На следующий день нас отправили в деревню Шумовка, 30 км от Ульяновска. Когда мы шли по деревне, жители думали, что мы пленные немцы (под конвоем). Из толпы было слышно: «Они ведь тоже люди». Если в Уфе был интернационализм, то здесь, в Волжском лагере НКВД, все немцы были «фрицы»: так нас прозвали. Кончилась наша «свободная» жизнь. Мы вдруг оказались за колючей проволокой. Строили мы железную дорогу Ульяновск – Казань. Я был в 131-й колонне.
Когда я сейчас вспоминаю ту работу, условия жизни, то удивляюсь, как всё-таки удалось выжить. К физической работе я не привык, уже порядком истощал на фанерном, а в колонне были, в основном, крепкие ребята, только что из деревень, с чемоданами, полными всякой снеди. Но чтобы кто-нибудь угостил тебя – ни-ни. Это ведь были скупые индивидуалисты, хотя и советские, казалось бы, ассимилировались... Но не душой. Делить с соседом кусок хлеба не будет, но и не попросит. Умрёт, но не попросит.
Над интеллигентами издевались, особенно начальник колонны – Бобровский, кажется, такая была у него фамилия, жил с семьёй, откармливал свиней нашим пайком. А положение было такое: если норму не выполнишь – штрафной паёк – 400 граммов хлеба и баланда. Для нас, интеллигентов, отобрал самый трудный участок – четыре метра высота насыпи, механизации никакой, всё на тачках, по доскам. Конечно же, норму не выполнишь. Однажды подошла моя очередь трамбовать насыпь, потихоньку, не торопясь, стучу. Тут вижу, идёт наш начальник колонны. Подходит ко мне и с издёвкой: «Что ж ты так медленно трамбуешь?» – «Как кормят, так и работаем». – «А что, плохо кормят?» – «Конечно, плохо. Штрафной паёк и баланда». Тут он и говорит: «Зайди после работы ко мне».

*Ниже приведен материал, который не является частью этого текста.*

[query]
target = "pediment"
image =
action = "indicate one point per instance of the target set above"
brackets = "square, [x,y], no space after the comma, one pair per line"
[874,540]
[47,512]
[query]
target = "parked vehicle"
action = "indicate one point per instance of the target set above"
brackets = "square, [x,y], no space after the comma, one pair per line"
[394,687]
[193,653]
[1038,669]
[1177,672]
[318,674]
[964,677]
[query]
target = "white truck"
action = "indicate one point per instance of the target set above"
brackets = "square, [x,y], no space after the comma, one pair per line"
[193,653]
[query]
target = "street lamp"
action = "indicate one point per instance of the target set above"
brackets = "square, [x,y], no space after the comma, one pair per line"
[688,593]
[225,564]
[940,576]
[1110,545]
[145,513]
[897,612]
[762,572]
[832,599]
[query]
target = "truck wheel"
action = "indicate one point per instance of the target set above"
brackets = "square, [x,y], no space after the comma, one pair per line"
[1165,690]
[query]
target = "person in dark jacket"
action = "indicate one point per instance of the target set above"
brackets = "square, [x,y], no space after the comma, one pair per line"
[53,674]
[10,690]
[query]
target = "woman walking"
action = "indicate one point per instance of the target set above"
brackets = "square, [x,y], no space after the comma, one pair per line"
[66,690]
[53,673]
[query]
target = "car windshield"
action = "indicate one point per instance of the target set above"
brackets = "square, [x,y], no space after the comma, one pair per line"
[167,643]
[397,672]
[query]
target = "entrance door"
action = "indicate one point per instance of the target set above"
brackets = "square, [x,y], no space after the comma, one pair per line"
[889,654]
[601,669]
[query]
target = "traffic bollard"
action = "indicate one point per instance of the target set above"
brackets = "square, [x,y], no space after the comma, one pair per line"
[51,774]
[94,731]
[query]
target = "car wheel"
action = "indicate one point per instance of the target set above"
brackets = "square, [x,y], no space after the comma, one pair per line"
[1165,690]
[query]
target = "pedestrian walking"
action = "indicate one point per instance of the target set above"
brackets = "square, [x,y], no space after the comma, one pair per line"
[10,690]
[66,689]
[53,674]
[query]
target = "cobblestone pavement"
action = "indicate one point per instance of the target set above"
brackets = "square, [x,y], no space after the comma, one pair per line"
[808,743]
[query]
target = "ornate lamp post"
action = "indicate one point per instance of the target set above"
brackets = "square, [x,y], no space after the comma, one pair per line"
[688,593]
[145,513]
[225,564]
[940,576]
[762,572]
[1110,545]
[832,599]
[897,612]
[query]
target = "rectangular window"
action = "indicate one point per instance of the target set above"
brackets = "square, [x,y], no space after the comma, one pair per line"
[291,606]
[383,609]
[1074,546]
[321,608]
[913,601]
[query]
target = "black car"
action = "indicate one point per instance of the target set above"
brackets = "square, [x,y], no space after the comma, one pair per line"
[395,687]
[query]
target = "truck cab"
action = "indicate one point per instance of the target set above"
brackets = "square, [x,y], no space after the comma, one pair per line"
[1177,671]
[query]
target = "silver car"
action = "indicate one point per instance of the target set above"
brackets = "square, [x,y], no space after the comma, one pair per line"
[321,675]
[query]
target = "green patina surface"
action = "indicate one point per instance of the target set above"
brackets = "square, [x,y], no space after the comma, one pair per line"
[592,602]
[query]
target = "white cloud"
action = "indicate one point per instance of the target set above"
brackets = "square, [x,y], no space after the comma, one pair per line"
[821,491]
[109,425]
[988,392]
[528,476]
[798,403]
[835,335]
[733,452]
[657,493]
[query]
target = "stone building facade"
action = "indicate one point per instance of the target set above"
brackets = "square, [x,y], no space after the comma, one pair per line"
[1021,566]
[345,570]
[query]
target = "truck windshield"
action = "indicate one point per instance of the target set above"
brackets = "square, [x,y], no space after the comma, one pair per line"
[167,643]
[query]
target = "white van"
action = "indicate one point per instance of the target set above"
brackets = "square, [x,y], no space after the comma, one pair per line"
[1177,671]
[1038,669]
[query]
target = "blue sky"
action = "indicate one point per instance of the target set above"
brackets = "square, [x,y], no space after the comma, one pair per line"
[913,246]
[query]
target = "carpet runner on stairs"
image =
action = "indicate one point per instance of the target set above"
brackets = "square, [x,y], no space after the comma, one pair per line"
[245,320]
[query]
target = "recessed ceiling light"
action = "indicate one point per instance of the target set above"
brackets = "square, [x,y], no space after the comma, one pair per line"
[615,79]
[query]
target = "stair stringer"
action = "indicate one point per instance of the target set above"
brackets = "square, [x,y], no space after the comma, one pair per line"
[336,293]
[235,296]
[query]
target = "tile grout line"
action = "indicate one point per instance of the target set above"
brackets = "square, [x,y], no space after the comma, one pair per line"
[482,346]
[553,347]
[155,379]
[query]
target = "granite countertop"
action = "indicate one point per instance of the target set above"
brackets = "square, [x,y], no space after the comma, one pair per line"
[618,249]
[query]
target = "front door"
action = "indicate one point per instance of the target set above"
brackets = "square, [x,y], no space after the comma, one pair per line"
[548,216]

Вся наша 25-я бригада мне сочувствовала: «Ну и попадёт же тебе!»
Вечером, в назначенное время, я явился к начальнику. Расположился он в большой палатке, вместе с бухгалтерией.
«Так, явился, значит, – начал он. – Кто ты такой и что ты умеешь?» Я тут, чтобы его немного подзадорить: «Я говорить умею, я языком зарабатывал свой хлеб». – «А на каких языках разговариваешь?» – «Кроме русского и немецкого, знаю ещё английский и голландский». – «А ну-ка, подойди к главному бухгалтеру, он у нас знает английский, поговори с ним».
Подошёл к нему: «Ду ю спик инглиш?» Тот растерялся, но всё же ответил, потом ещё несколько фраз. А я ему: «А по-голландски?» – и давай шпарить на нашем платтдойч. Он растерялся вообще. И говорит начальнику: «Хорошо знает».
«Ну что ж, экзамен выдержал. Фридрих Карлович, выпиши ему паёк на 900 граммов». Тот спрашивает: «С сегодняшнего дня?» Начальник говорит: «За весь месяц». А было, по-моему, 17-е число.
Получил я, значит, три буханки хлеба сразу. Пошёл в бригаду, давай пировать, разделил на 25 кусков, и, вроде, все наелись... Потом стал получать 900 граммов, назначили маляром, красил столбы-стометровки, семафоры и т. п., оформлял доску почёта и показателей. Свободно выходил и заходил в лагерь. Одним словом, зажил, а то пропал бы.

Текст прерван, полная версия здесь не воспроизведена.